Now, let's configure HAProxy to start on VM boot.
chkconfig haproxy on
service haproxy start

Try hitting both server instances with their respective public ip addresses;
http://publicipofinstance

and you should see the appropriate server's 503 error page with welcome messages.
Note:
If you are unable to connect from your browser, check the public subnet security list for port 80, route table for IGW route or the OS firewall could be blocking port 80.

Configure Secondary IP:

In order for instance to failover, we need a reserved public ip that would shuttle over across instances for a seamless HA / failover.

In the OCI Console, go to the primary VM instance - pick any one VM that would serve as the "master" node. Click on "Attached VNICs" under the "Resources" section.
We will now create a secondary IP under the "Primary VNIC".
Click on the "Primary VNIC" > "IP Addresses" > choose "Assign Private IP Address".

In the dialog, enter a private ip that is unused within the VCN/Subnet. In my case, I picked 10.0.0.4.


Under the "Public IP Address" section, choose "Reserved Public IP" and select "Create a New Reserved Public IP". Optionally give it a name.

This would be our reserved public ip - which would move along with our chosen private ip address.

Go back to the primary VNIC of your VM instance and notice you have 2 public IPs (one ephemeral IP that is OCI assigned and another reserved IP) assigned to the instance.

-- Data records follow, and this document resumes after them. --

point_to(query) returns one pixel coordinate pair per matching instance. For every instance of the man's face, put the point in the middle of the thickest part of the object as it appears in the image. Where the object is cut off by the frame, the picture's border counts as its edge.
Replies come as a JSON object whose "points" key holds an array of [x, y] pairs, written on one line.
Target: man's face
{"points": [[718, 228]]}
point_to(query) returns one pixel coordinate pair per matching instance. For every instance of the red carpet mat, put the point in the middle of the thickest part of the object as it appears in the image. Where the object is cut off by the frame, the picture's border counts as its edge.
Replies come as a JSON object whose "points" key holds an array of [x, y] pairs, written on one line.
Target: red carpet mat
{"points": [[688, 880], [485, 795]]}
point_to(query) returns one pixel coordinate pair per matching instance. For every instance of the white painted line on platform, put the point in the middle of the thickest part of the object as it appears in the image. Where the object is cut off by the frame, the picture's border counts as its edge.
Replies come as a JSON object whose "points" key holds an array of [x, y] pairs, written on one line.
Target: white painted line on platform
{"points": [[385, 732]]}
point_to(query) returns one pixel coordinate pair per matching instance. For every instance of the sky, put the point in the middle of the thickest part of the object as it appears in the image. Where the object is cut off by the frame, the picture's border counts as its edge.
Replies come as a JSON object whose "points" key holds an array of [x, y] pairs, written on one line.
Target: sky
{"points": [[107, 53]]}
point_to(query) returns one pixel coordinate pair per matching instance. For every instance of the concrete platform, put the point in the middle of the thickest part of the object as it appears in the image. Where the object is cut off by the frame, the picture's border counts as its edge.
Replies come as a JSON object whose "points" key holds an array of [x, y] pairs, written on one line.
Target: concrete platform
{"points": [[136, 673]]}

This technically means the VM can be accessed with either IPs.


However, we need to make sure the OS config is updated to reflect this.

Quicker option is to execute the following command (however this would not persist on VM reboot).
In my case, the command looks like below;

ip addr add 10.0.0.4/25 dev ens3 label ens3:0
Syntax: ip addr add <address>/<subnet_prefix_len> dev <phys_dev> label <phys_dev>:<addr_seq_num>

To make this change persistent, create an ifcfg file named /etc/sysconfig/network-scripts/ifcfg-<phys_dev>:<addr_seq_num>. To continue with the preceding example, the file name would be /etc/sysconfig/network-scripts/ifcfg-ens3:0, and the contents would be:

DEVICE="ens3:0"
BOOTPROTO=static
IPADDR=10.0.0.4
NETMASK=255.255.255.128
ONBOOT=yes

Note: Only this step has to be performed on both VM instances - as when the private ip moves (along with the reserved ip) to standby instance, the OS must be able to recognize the IP mapping.

To verify this change, try accessing the Terence VM with both IP address via a browser.

Install KeepAlived:

We will leverage KeepAlived to maintain our server pool, monitor the VM instances and shuttle IP address. In our example we would use the VRRP protocol and unicast ip addressing.

Make sure to add the VRRP protocol rule to the subnet security list. This will allow the VM instances to communicate over VRRP.

Let's install keepalived on both VM instances.

sudo su
yum install keepalived


Modify the keepalived config file @ /etc/keepalived/keepalived.conf.
My config file for both Terence (Primary / Master) and Stella (Secondary / Backup) instances look like below;

Note source ip (ip of current server instance), peer ip (ip of backup instance) and state fields. Make sure priority is higher for Master node.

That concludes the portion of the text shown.